Pancione che passione. Ribelli, trasgressive, pronte a tutto per il successo ma il loro sogno è quello di tutte le comuni mortali: fare la mamma. Oppure è qualcos’altro? «La gravidanza le fa diventare umane e simpatiche», diceva il critico Liz Braun, ma in periodo natalizio siamo tutti più buoni e disponibili a credere all’istinto materno. Anche quando il pancione diventa una forma di esibizionismo persino sexy e di tendenza. Che comunque fa discutere. Demi Moore docet... Eccola negli anni ’90, con un superpancione, sulla copertina di Vanity Fair, prendere due piccioni con una fava: mamma in attesa amorosa e amorevole che fa fare un botto da record alla tiratura del mensile. «Non ho posato per esibizionismo - si è affrettata a spiegare la Moore - quegli scatti erano l’espressione di come mi sentivo: meravigliosa».

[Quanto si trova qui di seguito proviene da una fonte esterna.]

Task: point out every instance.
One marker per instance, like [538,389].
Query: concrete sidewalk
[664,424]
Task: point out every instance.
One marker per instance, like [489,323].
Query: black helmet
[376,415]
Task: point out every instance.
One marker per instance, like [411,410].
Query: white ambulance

La Moore - che ha proseguito la sua carriera di mamma senza colpi di scena - ha fatto scuola. Soltanto Madonna alla nascita di Lourdes andava in controtendenza, salvo poi partorire anche Rocco e, fino a pochi mesi fa, battersi come una furia da telenovela per adottare un altro figlio in Malawi. Ma nel ’96 diceva: «La gravidanza è uno scherzo di Dio sulle donne. Alcune la trovano sexy, a me invece imbarazzava mostrare il pancione, mi sentivo grossa come una casa, brutta e ho sofferto di solitudine».

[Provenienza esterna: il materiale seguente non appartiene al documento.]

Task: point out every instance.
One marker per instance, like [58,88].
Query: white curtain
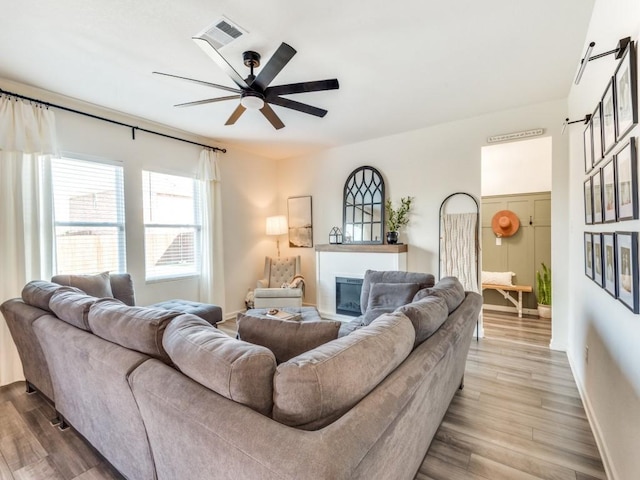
[459,257]
[212,270]
[27,140]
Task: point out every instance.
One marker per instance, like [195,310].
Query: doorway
[516,177]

Comunque le seguaci di Demi Moore non si sono fatte attendere. Più morigerata e discreta delle altre la modella Jerry Hall che, aspettando un figlio da Mick Jagger, si fece ritrarre in un quadro - che poi ha tenuto per sé - al nono mese di gravidanza. Copertine da record, nude e con pancione regolamentare, sono quelle di Monica Bellucci e Britney Spears. La Bellucci ha girato Per sesso o per amore? considerando l’allattamento addirittura terapeutico: «Così ero più rotonda e più sexy, un colpo di fortuna per il regista. E poi sul set avevo Deva, mia figlia. Passare più volte al giorno dal ruolo di bomba erotica a quello di mamma affettuosa è stato salutare». La Spears con il primo figlio ne ha combinate di tutti i colori (s’è persino fatta beccare alla guida con il bimbo in braccio senza cintura di sicurezza e l’ha fatto cadere dal seggiolone). Uno scultore l’ha trasformata in una statua che partorisce su un tappeto di pelliccia ma lei due anni fa, s’è presentata a 24 anni in tv, al Letterman show, esibendo orgogliosa il pancione e la ritrovata(!?!) virtù. Angelina Jolie invece - convertita al parto naturale da Brad Pitt - si fa fotografare con naturalezza, ma completamente vestita e chiaramente sorpresa dall’obbiettivo del fotografo. Mamma amorosa ma fedelissima della fecondazione artificiale resta Jodie Foster all’insegna di «La maternità è un’arte: il marito non serve».
C’è poi chi mantiene «un fisico bestiale» come Julia Roberts; le scene più cliccate da Internet del suo nuovo film sono quelle in cui appare in costume da bagno incinta di quattro mesi. Ma la gravidanza fa bene alla carriera? «Le due cose non vanno confuse - prosegue ancora la Foster - è assurdo che una cosa così personale diventi un evento pubblico». Ma di certo Kim Basinger, che vinse il suo unico Oscar con L.A. Confidential nel ’97, subito dopo aver partorito, la pensa diversamente.